(Âsım Bey’in fıkrasıdır)
Muhterem Üstadım Efendim Hazretleri!
Bu arîzamı takdim ve tasdîa iki sebeb-i mücbir hâsıl oldu:
Birincisi: Sevgili Üstadımın geçenki iltifatnâmelerinin bir fıkrasında buyuruluyor ki:
“Bu fakir ile aziz kardeşim Husrev gibi yüksek, ciddî, hâlis kardeş ve talebelerimi, âhir-i ömrümüze kadar hizmet-i Kur’ân’da dâim eylesin.”
Muazzez Üstadımın bu dua, bu niyaz ve himmetlerine bütün mevcûdiyetimle âmîn dedim ve dâima da diyorum. Ve Cenâb-ı Lemyezel Hazretlerine de dâima niyâzım budur. Ve pek muhterem ve pek sevdiğim Üstadımın dua ve himmeti sürur, sevinç gözyaşlarımı akıttırıyordu. Bu fıkra ve cümleyi tâkib eden ikinci fıkra ki; aynen yazıyorum:
“Ve ben öldüğümde sizi arkamda vâris bırakarak ferah ile kedersiz kabrime girmek rahmet-i İlâhîyeden ümid ederim.” Burası beni çok düşündürdü ve hiç bir dakika üstadımın bu arzu, bu taleb ve rahmet-i İlâhîyeden bu ümidi, zihnimden ve fikrimden ve kuvve-i hayalimden hiç çıkmıyor. Binaenaleyh bu fıkraya bütün zerrât-ı mevcûdiyetimle âmîn dedim ve Cenâb-ı Hakk’ın fazl u keremini tazarru’ ve niyaz ettim.

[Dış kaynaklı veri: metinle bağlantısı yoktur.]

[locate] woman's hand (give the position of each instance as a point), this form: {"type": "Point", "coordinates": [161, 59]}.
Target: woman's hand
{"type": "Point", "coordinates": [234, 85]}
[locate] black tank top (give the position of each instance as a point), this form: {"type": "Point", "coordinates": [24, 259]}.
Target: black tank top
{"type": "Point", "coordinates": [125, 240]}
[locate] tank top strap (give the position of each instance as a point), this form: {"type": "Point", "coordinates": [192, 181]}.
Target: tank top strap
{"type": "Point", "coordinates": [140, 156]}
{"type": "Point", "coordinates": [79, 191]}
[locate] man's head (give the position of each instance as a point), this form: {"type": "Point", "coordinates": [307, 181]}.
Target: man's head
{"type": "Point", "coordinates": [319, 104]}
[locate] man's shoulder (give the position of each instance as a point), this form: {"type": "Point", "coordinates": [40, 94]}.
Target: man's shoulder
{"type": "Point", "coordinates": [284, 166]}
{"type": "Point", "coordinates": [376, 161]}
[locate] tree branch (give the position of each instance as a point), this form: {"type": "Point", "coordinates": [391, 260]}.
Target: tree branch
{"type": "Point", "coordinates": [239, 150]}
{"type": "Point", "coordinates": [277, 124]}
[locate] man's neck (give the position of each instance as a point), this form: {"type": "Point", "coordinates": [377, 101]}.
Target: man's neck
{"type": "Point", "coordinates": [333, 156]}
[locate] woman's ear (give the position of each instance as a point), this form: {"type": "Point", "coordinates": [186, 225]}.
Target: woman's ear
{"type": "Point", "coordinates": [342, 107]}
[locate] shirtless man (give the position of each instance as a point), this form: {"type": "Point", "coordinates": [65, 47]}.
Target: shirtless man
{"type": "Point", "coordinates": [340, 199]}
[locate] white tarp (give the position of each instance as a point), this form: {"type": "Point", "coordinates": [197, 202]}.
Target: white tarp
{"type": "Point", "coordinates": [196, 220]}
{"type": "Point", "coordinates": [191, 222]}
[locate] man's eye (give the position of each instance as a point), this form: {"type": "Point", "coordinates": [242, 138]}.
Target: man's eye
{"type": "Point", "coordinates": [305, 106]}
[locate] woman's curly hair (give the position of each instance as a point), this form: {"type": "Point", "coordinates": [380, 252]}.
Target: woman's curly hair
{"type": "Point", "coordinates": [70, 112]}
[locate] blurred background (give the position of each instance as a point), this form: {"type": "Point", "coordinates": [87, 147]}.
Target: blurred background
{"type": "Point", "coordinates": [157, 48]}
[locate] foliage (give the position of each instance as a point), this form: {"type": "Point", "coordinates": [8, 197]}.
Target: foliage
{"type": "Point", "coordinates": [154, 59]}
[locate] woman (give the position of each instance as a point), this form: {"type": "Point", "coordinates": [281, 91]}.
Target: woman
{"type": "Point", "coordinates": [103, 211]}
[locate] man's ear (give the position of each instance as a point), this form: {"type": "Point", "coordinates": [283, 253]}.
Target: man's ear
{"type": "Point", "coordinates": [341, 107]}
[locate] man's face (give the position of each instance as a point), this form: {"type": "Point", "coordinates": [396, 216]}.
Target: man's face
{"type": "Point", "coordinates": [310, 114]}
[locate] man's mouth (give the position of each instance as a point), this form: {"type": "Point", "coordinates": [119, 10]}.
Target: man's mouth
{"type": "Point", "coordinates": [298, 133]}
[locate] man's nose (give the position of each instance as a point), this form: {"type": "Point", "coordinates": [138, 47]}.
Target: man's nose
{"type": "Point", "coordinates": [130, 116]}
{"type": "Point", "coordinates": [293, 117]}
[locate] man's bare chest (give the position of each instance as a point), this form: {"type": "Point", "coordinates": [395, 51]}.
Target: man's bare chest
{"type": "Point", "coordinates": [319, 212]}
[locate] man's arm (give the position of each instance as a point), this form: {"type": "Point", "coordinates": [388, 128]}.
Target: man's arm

Bununla beraber ya Hazret riya değil, tasannu’ değil, içimden doğuyor gönül şöyle istiyor ve arzu ediyor: Bu fakir, Üstadımdan evvel kabre girsin ve siz dâr-ı bekanın ilk kapısına gelinceye kadar, dâr-ı dünyada bulununuz ki; bu fakir ve muhtaç olan talebenize arkasından göndereceğiniz dua ve hediyenizle mütena’im, şâd ve mesrur olsun. Ve sizin teşrifinizde ki Erhamürrâhimîn olan Rabbül Âlemîn’den dua ve niyazım budur ruhum sizi istikbal etmek şerefiyle müşerref olabilmek gibi, gönül arzu ve hayatı hâsıl oluyor (Hâşiye). ve çok düşündürüyor. Ve bu arzu ve niyazımdan daha büyüğü ve şedidi şudur ki: Üstadımın dâr-ı dünyada daha pek çok zamanlar kalması, dolayısıyla vazife-i kudsiyenizin devamı ve hakîkat ve hidayet nurları olan Risâle-i Nur ve Mektûbâtü’n-Nur’ların teksiri ve intişariyle, hâb-ı gaflette olanların, dalâlette kalanların, ehl-i bid’a ve mülhidlerin tarîk-ı hak ve hidayete girmeleri için siz üstadımın çok zaman daha yaşamaklığınızı ve başımızdan eksik olmamanızı ve sizin gaybûbetinizle, bizlerin yetim ve öksüz kalmamaklığımızı gönül arzu ediyor.
Daha çok söylemek isterim, fakat iktidar ve kifayetsizliğimden kalemim, kalbimin tercümanı olamıyor. Her iş gibi, bu arzumu da Cenâb-ı Kibriya’ya havâle ederiz.
Âsım(Rahmetullahi Aleyh)
----------------------------
(Hâşiye): Hakîkaten merhumun münâcatı karin-i icabet olmuş ki, aynı yıl içinde Üstadına bedel, mahkemede, Üstadına zarar gelmemek için “Yarabbi canımı al”
diyerek mahkemede vefat edip irtihâl-i dâr-ı beka etmiştir. (Rahmetullahi aleyhi rahmeten vâsiaten.)